Preclinical studies using HER2-positive cell lines have previously shown that an additional mutation in PIK3CA, the alpha-catalytic subunit of PI3K, results in downstream constitutive signaling, making breast tumor cells that harbor both aberrations resistant to trastuzumab and lapatinib. PIK3CA is among the most commonly mutated oncogene in breast cancer and is present in about one-fourth of all HER2-positive breast cancers. Because of this prevalence and the effect of PI3K pathway activation on HER2 therapy, clinicians have posited that PIK3CA mutations may serve as predictive biomarkers, both preventing ineffectual therapy in some patients and guiding appropriate treatment choices.
In the neoadjuvant analysis, Ian J. Majewski, MD, of the Netherlands Cancer Institute in Amsterdam, and colleagues, analyzed baseline tissue biopsies from HER2-positive early breast cancer patients enrolled in the Neoadjuvant Lapatinib and/or Trastuzumab Treatment Optimization (NeoALTTO) trial. The results of this analysis were published in the Journal of Clinical Oncology.
They found that PIK3CA mutations were identified in 23% of HER2-positive breast tumors. These mutations were associated with poorer outcomes in all three of the trial’s treatment arms-trastuzumab, lapatinib, and the combination of both. While there were numerical differences in pathologic complete response (pCR) between the PIK3CA-harboring patients and the wild-type PIK3CA patients in each treatment arm, only the difference between the two cohorts in the combination therapy arm was statistically significant.
The women with wild-type PIK3CA tumors treated with the combination therapy had a 53.1% pCR rate compared with 28.6% for the women whose tumors harbored a PIK3CA activating mutation (P = .012). But, PIK3CA mutation status did not affect overall survival outcomes (P = .014).
In the adjuvant analysis, published in the Journal of Clinical Oncology, Katherine L. Pogue-Geile, PhD, of the division of pathology at the National Surgical Adjuvant Breast and Bowel Project (NSABP) in Pittsburgh, and colleagues found that PIK3CA mutations are not useful as predictive biomarkers for adjuvant trastuzumab therapy. The authors analyzed data from 671 women with HER2-positive disease who took part in the NSABP B-31 trial.

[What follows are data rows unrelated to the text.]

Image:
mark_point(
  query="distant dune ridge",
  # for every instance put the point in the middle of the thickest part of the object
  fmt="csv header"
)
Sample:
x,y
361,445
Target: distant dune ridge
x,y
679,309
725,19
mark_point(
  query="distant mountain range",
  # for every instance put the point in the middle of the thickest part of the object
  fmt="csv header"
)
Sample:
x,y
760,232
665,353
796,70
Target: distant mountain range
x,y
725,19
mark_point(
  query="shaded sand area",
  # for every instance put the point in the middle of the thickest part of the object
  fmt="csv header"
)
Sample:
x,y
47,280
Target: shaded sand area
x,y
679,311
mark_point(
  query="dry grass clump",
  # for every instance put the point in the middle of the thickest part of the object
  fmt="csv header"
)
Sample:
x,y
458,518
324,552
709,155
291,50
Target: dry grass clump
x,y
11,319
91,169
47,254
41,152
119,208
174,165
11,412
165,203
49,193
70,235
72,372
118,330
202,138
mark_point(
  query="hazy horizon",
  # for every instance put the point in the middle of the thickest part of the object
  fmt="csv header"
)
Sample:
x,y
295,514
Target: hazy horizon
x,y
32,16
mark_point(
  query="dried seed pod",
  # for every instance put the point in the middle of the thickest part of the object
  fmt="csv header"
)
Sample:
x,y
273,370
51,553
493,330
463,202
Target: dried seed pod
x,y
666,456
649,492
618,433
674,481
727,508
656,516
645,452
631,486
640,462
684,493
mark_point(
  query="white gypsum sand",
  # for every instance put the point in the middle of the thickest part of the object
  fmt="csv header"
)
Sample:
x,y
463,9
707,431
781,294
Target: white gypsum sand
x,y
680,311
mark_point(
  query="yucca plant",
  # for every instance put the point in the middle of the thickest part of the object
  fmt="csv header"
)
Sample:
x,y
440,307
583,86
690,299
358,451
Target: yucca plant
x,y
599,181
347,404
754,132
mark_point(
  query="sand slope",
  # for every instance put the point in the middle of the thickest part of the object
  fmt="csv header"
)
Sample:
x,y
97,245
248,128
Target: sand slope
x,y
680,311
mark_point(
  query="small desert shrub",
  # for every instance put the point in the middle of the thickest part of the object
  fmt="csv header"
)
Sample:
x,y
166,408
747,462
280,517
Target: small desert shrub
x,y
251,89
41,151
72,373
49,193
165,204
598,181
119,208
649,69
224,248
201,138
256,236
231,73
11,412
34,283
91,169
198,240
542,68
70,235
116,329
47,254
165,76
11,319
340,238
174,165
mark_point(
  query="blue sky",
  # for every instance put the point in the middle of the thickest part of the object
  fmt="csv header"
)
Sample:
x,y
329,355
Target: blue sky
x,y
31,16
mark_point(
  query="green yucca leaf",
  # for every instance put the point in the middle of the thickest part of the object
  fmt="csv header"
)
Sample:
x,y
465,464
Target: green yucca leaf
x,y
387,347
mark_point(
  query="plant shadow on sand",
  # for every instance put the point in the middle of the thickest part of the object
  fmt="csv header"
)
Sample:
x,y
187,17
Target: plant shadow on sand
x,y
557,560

A total of 166 women (24.7%) had tumors with a mutation in PIK3CA. There was no difference in outcome between the women who did and did not harbor a PIK3CA mutation (P = .64). “These data suggest that results from the metastatic and neoadjuvant setting may not be always applicable to the adjuvant setting,” concluded the authors.
In an accompanying editorial, David W. Cescon, MD, and Philippe L. Bedard, MD, of Princess Margaret Cancer Centre in Toronto, proposed that the differing results of these two studies suggest that the way the PIK3CA mutation interacts with HER2-targeted therapy may be different within the primary tumor and within micrometastases. The discrepancy between the adjuvant setting results and the in vitro data may be at least partly explained by the ability of trastuzumab to mediate antibody-dependent cellular cytotoxicity, according to the editorial authors.
Whether PIK3CA mutation status could be a useful biomarker to predict response to treatment needs to be tested in clinical trials, added Cescon and Bedard.